As I mentioned in my last post – what is a CRM consultant, there are – perhaps confusingly – a wide range of people who use the title ‘CRM Consultant’, but who actually perform very different roles in the world of customer relationship management. One species is the Independent CRM consultant, whose role is typically to provide an independent perspective on matters relating to the selection and implementation of CRM technology. Vendors have something of a vested interest in selling software, and so there are key points where organisations typically look for outside independent advice. These include:
Project feasibility and planning – helping organisations determine whether and how to undertake a CRM project
Detailed requirements definition – to avoid being locked into a vendor/product or choosing the wrong technology before requirements/costs are fully identified
Vendor selection – to help organisations identify the most appropriate CRM technology and implementation partner
Negotiation – to help purchase cost effectively and on the right terms
Project oversight – to help monitor the vendor is delivering the envisaged solution and isn’t cutting corners
Project turnarounds – for when CRM projects go astray
CRM system reviews – to help organisations work out whether to continue to develop an existing system or move on to pastures new
The key word here is ‘independent’. When organisations seek independent advice it’s important that it is genuinely independent.
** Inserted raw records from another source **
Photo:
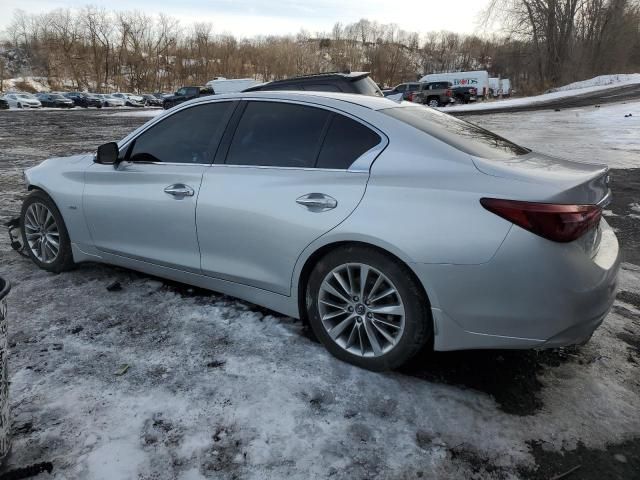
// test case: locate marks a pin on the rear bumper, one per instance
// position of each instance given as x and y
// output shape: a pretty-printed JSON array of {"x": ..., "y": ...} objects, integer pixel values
[{"x": 533, "y": 294}]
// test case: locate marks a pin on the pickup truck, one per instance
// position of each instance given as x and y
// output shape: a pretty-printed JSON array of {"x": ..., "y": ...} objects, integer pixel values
[
  {"x": 434, "y": 94},
  {"x": 186, "y": 93},
  {"x": 465, "y": 94}
]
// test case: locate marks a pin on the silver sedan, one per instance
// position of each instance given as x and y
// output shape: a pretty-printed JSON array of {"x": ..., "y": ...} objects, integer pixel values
[{"x": 386, "y": 226}]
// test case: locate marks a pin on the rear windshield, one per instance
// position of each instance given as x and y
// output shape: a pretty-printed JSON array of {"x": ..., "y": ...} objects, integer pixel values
[
  {"x": 366, "y": 86},
  {"x": 464, "y": 136}
]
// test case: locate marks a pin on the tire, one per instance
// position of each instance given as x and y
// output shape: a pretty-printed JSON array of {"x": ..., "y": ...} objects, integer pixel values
[
  {"x": 410, "y": 333},
  {"x": 63, "y": 260}
]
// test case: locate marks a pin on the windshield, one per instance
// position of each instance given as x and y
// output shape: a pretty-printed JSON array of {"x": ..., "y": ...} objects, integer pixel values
[{"x": 464, "y": 136}]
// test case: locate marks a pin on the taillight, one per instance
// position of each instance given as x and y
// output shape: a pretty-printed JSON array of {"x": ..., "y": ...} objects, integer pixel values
[{"x": 557, "y": 222}]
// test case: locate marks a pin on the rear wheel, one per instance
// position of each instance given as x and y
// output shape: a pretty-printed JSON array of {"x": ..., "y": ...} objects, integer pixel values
[
  {"x": 44, "y": 234},
  {"x": 367, "y": 309}
]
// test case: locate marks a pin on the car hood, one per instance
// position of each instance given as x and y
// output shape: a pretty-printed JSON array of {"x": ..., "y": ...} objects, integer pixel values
[{"x": 68, "y": 165}]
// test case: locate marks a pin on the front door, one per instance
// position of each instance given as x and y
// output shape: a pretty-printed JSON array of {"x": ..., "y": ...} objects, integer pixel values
[
  {"x": 145, "y": 207},
  {"x": 284, "y": 182}
]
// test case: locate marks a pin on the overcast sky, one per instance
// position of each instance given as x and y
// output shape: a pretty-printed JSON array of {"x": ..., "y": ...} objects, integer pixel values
[{"x": 247, "y": 18}]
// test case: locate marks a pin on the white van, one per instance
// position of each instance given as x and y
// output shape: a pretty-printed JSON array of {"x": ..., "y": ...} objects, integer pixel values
[
  {"x": 478, "y": 79},
  {"x": 505, "y": 85},
  {"x": 231, "y": 85},
  {"x": 494, "y": 86}
]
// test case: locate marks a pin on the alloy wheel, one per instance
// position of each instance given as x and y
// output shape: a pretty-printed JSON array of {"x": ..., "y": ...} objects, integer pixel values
[
  {"x": 361, "y": 310},
  {"x": 42, "y": 233}
]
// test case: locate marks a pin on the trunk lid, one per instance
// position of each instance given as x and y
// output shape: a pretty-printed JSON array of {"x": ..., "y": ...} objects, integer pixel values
[{"x": 561, "y": 181}]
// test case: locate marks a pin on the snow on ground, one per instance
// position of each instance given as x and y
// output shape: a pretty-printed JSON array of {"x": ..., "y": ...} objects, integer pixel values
[
  {"x": 589, "y": 134},
  {"x": 609, "y": 80},
  {"x": 557, "y": 94},
  {"x": 218, "y": 388},
  {"x": 36, "y": 84}
]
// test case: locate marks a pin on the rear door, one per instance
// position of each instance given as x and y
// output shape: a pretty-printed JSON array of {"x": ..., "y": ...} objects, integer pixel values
[
  {"x": 145, "y": 208},
  {"x": 286, "y": 175}
]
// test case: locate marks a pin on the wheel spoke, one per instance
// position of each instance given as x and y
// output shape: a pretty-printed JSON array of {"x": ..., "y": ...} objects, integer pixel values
[
  {"x": 387, "y": 292},
  {"x": 364, "y": 273},
  {"x": 339, "y": 328},
  {"x": 373, "y": 340},
  {"x": 389, "y": 338},
  {"x": 329, "y": 316},
  {"x": 384, "y": 322},
  {"x": 331, "y": 304},
  {"x": 342, "y": 283},
  {"x": 388, "y": 310},
  {"x": 375, "y": 286},
  {"x": 329, "y": 288}
]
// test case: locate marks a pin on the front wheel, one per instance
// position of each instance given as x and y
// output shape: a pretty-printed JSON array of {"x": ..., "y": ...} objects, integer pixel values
[
  {"x": 44, "y": 233},
  {"x": 367, "y": 308}
]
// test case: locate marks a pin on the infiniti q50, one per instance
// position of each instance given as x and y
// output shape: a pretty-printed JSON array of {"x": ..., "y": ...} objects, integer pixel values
[{"x": 388, "y": 227}]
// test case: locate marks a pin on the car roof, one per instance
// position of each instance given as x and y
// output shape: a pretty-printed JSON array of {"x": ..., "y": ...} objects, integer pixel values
[{"x": 323, "y": 98}]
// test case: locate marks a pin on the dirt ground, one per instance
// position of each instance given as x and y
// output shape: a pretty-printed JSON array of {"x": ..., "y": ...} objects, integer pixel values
[{"x": 150, "y": 379}]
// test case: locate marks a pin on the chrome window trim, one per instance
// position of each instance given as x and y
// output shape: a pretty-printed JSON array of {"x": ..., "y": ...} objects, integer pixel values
[{"x": 361, "y": 164}]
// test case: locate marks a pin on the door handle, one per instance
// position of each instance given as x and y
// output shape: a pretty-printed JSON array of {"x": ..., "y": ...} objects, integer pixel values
[
  {"x": 179, "y": 190},
  {"x": 317, "y": 202}
]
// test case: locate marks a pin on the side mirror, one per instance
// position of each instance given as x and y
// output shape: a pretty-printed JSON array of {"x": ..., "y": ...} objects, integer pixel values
[{"x": 108, "y": 154}]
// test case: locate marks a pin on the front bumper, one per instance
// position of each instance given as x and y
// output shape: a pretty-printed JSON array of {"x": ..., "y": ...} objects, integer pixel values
[{"x": 533, "y": 293}]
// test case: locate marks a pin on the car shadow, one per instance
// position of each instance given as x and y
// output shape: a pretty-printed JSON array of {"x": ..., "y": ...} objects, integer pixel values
[{"x": 509, "y": 376}]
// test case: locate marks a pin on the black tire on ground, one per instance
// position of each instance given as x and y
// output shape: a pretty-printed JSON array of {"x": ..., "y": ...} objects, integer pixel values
[
  {"x": 418, "y": 328},
  {"x": 64, "y": 260}
]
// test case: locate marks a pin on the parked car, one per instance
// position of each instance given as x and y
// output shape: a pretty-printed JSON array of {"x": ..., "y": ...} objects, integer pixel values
[
  {"x": 150, "y": 100},
  {"x": 347, "y": 82},
  {"x": 186, "y": 93},
  {"x": 110, "y": 100},
  {"x": 388, "y": 226},
  {"x": 478, "y": 79},
  {"x": 84, "y": 100},
  {"x": 55, "y": 100},
  {"x": 464, "y": 94},
  {"x": 22, "y": 100},
  {"x": 434, "y": 94},
  {"x": 406, "y": 89},
  {"x": 223, "y": 85},
  {"x": 130, "y": 100}
]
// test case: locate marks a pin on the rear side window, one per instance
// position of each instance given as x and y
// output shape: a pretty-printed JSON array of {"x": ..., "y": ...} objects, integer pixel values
[
  {"x": 346, "y": 140},
  {"x": 464, "y": 136},
  {"x": 366, "y": 86},
  {"x": 278, "y": 134},
  {"x": 188, "y": 136}
]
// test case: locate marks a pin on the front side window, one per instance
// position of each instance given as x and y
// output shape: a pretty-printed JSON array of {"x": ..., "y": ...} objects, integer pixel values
[
  {"x": 278, "y": 134},
  {"x": 346, "y": 140},
  {"x": 188, "y": 136}
]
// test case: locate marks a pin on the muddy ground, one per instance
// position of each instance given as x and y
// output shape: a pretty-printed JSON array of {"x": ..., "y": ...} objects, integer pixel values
[{"x": 217, "y": 388}]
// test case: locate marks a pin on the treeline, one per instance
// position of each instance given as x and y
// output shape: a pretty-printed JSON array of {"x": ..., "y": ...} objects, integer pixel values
[{"x": 545, "y": 42}]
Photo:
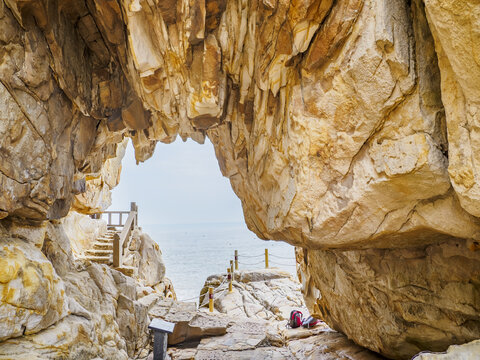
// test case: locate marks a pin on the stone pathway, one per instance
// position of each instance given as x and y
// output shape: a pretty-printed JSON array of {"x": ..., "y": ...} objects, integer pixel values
[{"x": 250, "y": 323}]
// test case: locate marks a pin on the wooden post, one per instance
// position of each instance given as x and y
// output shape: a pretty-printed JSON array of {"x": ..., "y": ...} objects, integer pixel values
[
  {"x": 161, "y": 330},
  {"x": 210, "y": 299},
  {"x": 229, "y": 274},
  {"x": 117, "y": 252},
  {"x": 133, "y": 207}
]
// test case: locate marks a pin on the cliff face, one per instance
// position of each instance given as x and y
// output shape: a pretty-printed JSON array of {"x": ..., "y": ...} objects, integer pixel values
[{"x": 347, "y": 128}]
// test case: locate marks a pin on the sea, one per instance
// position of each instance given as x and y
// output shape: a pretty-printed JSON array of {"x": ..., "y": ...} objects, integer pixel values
[{"x": 192, "y": 252}]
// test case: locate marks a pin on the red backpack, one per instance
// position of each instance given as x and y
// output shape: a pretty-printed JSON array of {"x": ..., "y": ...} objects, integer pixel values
[{"x": 296, "y": 319}]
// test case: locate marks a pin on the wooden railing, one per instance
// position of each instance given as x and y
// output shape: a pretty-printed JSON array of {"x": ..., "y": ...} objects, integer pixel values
[{"x": 120, "y": 240}]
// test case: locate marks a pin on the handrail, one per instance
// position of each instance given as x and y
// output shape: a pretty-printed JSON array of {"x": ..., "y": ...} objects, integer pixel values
[{"x": 120, "y": 240}]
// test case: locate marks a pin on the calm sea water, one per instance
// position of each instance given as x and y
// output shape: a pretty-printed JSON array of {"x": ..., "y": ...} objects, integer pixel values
[{"x": 193, "y": 252}]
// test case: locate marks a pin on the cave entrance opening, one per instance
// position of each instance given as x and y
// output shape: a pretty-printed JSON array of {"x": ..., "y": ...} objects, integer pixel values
[{"x": 190, "y": 210}]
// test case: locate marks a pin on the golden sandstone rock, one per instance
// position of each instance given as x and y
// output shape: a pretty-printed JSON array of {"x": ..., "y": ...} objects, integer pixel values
[{"x": 346, "y": 128}]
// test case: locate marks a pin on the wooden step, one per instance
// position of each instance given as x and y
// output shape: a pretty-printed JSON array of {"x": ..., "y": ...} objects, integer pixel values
[
  {"x": 126, "y": 270},
  {"x": 103, "y": 246},
  {"x": 99, "y": 252},
  {"x": 104, "y": 239},
  {"x": 100, "y": 259}
]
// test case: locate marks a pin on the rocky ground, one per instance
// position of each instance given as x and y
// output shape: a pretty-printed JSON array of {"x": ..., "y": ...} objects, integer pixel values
[{"x": 250, "y": 323}]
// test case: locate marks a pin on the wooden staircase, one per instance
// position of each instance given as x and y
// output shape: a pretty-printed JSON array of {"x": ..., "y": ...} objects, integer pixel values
[
  {"x": 102, "y": 250},
  {"x": 108, "y": 248}
]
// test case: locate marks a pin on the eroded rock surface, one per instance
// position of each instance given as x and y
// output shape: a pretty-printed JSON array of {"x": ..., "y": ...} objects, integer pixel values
[
  {"x": 259, "y": 330},
  {"x": 342, "y": 125},
  {"x": 56, "y": 305}
]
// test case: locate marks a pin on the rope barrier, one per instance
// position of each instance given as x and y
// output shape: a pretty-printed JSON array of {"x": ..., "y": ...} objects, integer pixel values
[
  {"x": 251, "y": 256},
  {"x": 280, "y": 264},
  {"x": 282, "y": 257},
  {"x": 217, "y": 289},
  {"x": 257, "y": 263}
]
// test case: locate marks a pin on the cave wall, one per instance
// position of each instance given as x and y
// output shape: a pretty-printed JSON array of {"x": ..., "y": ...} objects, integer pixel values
[{"x": 347, "y": 128}]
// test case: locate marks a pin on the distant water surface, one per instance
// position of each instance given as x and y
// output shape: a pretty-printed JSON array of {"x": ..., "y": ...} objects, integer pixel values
[{"x": 192, "y": 252}]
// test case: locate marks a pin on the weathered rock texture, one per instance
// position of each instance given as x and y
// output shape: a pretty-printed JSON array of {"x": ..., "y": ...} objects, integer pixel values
[
  {"x": 56, "y": 306},
  {"x": 256, "y": 331},
  {"x": 342, "y": 125}
]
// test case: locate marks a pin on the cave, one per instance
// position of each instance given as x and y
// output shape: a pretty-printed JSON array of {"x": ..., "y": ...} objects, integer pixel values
[{"x": 346, "y": 129}]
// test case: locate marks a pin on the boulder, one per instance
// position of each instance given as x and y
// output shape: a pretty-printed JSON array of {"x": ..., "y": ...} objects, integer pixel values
[{"x": 33, "y": 295}]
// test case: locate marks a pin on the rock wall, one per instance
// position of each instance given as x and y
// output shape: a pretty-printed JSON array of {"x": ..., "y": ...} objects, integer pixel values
[
  {"x": 342, "y": 125},
  {"x": 57, "y": 306}
]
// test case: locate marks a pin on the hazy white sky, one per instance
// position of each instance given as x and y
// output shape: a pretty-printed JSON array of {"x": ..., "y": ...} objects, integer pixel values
[{"x": 180, "y": 184}]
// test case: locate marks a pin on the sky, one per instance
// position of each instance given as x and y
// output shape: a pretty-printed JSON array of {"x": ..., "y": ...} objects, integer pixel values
[{"x": 180, "y": 184}]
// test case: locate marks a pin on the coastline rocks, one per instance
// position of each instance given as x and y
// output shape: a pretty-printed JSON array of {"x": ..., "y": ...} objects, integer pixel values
[
  {"x": 469, "y": 351},
  {"x": 56, "y": 306},
  {"x": 268, "y": 294},
  {"x": 145, "y": 255},
  {"x": 82, "y": 231},
  {"x": 341, "y": 125},
  {"x": 247, "y": 335},
  {"x": 396, "y": 301},
  {"x": 33, "y": 296}
]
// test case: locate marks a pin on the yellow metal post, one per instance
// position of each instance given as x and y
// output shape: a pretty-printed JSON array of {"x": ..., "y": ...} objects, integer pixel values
[
  {"x": 210, "y": 299},
  {"x": 229, "y": 274}
]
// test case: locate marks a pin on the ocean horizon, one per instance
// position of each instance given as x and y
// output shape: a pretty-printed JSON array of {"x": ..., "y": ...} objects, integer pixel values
[{"x": 192, "y": 252}]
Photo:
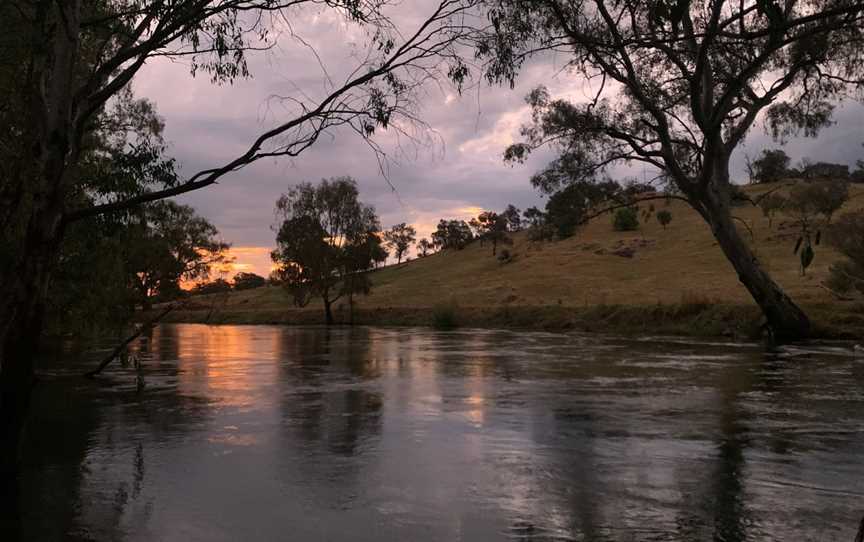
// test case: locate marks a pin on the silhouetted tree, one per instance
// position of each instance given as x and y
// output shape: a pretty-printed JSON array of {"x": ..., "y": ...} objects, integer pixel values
[
  {"x": 452, "y": 234},
  {"x": 248, "y": 281},
  {"x": 690, "y": 81},
  {"x": 424, "y": 247},
  {"x": 771, "y": 204},
  {"x": 847, "y": 236},
  {"x": 492, "y": 227},
  {"x": 65, "y": 64},
  {"x": 171, "y": 244},
  {"x": 399, "y": 238},
  {"x": 511, "y": 215},
  {"x": 812, "y": 204},
  {"x": 626, "y": 219},
  {"x": 216, "y": 286},
  {"x": 324, "y": 236},
  {"x": 664, "y": 217},
  {"x": 771, "y": 165}
]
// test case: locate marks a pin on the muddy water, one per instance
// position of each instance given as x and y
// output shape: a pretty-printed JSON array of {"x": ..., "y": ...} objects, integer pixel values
[{"x": 365, "y": 434}]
Situations where this is not the case – at least in my opinion – include:
Implementation partners who, by virtue of the fact they sell a range of CRM software, position themselves as independent CRM consultancies.
Independent CRM consultancies that, while not selling CRM software, employ CRM product specific developers
In both these instances, however independent the advice may or may not actually be, with the benefit of full disclosure, consumers of this advice will always wonder if the recommendations are tainted. Are you being advised to implement CRM software because it’s the right thing to do or because the advisor wants you to buy their software or implementation services? Is the software they recommend because they happen to sell or implement it, or because it’s really right for you?
It’s not that such organisations are necessarily the wrong people to work with, but if the independent aspect of the advice is important– and I would (potentially with some bias) argue that at points in many CRM projects an independent perspective can be critical – then it’s important to qualify the term carefully. Independent should mean no vested interests. No software to sell. No developers. No commissions from vendors, and no axe to grind.
As independent CRM consultants we emphasise the importance of due diligence when choosing CRM software, the same advice also applies when selecting the independent consultants themselves.